BPA software removes the need for almost all script writing. Moreover, it enables the cohesive centralized management and deployment of jobs (as opposed to scripts) across the enterprise.

Nearly all IT managers understand the perils of writing code from scratch to solve specific problems. Application and script development always take much longer than initially estimated, and once users get a taste of the value of the application, they always seem to make more requests. Furthermore, supporting the application becomes a problematic when those who architected the solution depart from the organization.

This problem is compounded when the IT operations are geographically dispersed. Custom code invariably ends up in multiple locations and can produce varying results in different environments. Supporting and maintaining applications in this scenario becomes completely unworkable.

Best-of-breed BPA software addresses all of these issues. It provides a complete platform for developing automation applications, deploying them across the enterprise or supply chain, and managing them from a centralized location. For development, best-of-breed BPA software provides a rich scripting environment that eliminates the need to write code or understand syntax. It provides the tools a developer requires to integrate applications and streamline information flows to support the overarching business process. BPA allows developers to create sophisticated automation applications in a programming language that is universally understandable, thereby eliminating the problems involved with handing off the management of custom code from one person to another.

Best-of-breed BPA software also provides easy-to-use mechanisms for deploying automation applications to an array of computers across the enterprise. BPA’s event-based triggers can initiate automation applications—after all, optimized business processes are generally driven by events, not a pre-defined schedule.

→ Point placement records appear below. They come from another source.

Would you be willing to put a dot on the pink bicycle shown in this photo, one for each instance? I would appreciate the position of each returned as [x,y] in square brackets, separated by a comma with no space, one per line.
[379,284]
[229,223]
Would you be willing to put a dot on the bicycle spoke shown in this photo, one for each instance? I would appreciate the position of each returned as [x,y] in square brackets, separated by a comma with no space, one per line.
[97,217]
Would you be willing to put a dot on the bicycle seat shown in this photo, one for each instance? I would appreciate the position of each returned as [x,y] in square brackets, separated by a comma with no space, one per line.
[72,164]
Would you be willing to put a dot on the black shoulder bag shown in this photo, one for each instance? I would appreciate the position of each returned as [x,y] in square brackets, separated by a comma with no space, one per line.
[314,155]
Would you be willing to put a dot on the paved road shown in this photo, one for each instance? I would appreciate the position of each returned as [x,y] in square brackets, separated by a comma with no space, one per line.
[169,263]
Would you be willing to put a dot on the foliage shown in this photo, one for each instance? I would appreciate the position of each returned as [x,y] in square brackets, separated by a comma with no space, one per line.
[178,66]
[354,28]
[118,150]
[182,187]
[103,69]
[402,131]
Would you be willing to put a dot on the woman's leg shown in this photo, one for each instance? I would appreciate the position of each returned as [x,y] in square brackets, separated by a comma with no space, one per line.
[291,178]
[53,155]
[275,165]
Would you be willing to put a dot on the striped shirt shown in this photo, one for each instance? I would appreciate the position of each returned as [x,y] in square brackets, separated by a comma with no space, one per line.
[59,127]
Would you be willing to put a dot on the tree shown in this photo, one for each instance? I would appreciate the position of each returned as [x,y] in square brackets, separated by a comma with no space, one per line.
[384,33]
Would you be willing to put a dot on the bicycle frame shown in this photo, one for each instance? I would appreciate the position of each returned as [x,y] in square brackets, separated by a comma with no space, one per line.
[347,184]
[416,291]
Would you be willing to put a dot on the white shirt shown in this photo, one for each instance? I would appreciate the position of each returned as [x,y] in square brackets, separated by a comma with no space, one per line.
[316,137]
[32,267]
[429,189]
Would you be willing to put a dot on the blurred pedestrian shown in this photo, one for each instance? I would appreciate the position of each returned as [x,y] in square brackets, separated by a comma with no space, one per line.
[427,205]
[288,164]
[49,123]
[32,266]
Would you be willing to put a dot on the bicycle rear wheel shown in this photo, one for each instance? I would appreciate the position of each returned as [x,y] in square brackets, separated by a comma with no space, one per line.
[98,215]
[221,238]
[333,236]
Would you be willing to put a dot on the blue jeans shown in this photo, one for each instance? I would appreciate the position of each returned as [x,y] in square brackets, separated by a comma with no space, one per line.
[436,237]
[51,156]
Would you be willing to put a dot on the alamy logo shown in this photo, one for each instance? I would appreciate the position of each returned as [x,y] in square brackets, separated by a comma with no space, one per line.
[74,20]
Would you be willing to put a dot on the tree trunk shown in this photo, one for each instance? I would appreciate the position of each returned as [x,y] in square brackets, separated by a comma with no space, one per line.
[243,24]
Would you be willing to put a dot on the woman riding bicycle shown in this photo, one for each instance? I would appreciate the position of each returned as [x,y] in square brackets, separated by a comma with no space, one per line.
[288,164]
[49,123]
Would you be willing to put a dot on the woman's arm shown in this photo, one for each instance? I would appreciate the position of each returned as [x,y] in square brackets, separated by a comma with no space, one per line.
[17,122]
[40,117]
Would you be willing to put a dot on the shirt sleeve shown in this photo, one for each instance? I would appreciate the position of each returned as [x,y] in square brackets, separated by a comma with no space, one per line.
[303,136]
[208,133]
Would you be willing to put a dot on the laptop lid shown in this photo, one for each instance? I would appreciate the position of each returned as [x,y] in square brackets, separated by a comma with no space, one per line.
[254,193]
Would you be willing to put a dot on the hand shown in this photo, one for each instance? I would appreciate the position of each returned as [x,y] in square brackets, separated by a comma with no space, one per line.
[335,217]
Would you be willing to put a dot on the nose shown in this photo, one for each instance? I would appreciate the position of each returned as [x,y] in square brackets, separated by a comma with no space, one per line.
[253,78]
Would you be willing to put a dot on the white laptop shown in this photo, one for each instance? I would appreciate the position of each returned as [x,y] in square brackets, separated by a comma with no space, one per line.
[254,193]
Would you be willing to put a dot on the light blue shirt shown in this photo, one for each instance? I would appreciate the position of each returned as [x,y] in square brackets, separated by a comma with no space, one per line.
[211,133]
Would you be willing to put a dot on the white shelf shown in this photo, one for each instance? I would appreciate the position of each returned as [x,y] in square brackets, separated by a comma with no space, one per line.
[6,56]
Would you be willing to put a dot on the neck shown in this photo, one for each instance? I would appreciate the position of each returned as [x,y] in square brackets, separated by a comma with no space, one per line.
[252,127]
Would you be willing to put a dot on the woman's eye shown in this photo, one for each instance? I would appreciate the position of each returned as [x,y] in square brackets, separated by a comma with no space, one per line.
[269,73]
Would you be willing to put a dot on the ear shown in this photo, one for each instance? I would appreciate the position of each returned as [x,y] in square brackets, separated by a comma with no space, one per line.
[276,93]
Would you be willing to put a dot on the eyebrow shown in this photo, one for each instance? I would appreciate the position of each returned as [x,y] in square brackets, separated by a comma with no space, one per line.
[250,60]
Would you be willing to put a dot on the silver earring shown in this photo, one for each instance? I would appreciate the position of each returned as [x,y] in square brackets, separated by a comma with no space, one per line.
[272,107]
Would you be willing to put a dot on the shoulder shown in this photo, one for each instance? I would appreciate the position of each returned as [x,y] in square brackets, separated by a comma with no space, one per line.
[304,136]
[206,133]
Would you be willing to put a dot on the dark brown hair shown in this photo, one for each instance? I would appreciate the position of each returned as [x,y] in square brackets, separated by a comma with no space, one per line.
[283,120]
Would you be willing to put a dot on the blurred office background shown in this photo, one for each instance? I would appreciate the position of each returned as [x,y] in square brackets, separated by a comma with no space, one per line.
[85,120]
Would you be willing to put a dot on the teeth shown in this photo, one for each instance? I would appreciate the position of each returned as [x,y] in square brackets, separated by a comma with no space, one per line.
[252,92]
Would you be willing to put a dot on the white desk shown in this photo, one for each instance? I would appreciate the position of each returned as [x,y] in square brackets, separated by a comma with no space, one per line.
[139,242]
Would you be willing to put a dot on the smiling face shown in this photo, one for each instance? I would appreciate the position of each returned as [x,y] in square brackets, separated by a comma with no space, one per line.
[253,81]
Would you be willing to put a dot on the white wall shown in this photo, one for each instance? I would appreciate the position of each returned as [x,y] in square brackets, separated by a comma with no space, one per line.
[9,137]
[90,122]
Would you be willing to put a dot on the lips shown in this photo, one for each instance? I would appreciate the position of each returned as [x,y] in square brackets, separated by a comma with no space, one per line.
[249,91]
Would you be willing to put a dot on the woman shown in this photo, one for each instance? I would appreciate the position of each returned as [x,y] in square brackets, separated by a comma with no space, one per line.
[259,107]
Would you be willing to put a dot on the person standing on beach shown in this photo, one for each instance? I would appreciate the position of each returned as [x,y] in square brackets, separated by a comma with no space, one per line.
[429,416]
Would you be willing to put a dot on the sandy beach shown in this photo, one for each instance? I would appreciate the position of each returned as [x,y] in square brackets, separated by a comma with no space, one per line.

Finally, best-of-breed BPA software allows for the centralized storage of automation applications, so IT can standardize the entire automation lifecycle. Moreover, the BPA software should provide a centralized view into the performance of all the automation applications across the enterprise. This enables a core team to respond quickly, or even proactively, to any problems that arise with the applications.

Conclusion

Businesses can realize a tremendous amount of value by incorporating BPA into their business processes. BPA can eliminate many unnecessary repetitive, labor-intensive, computer-related activities that are expensive, time-consuming, and error-prone.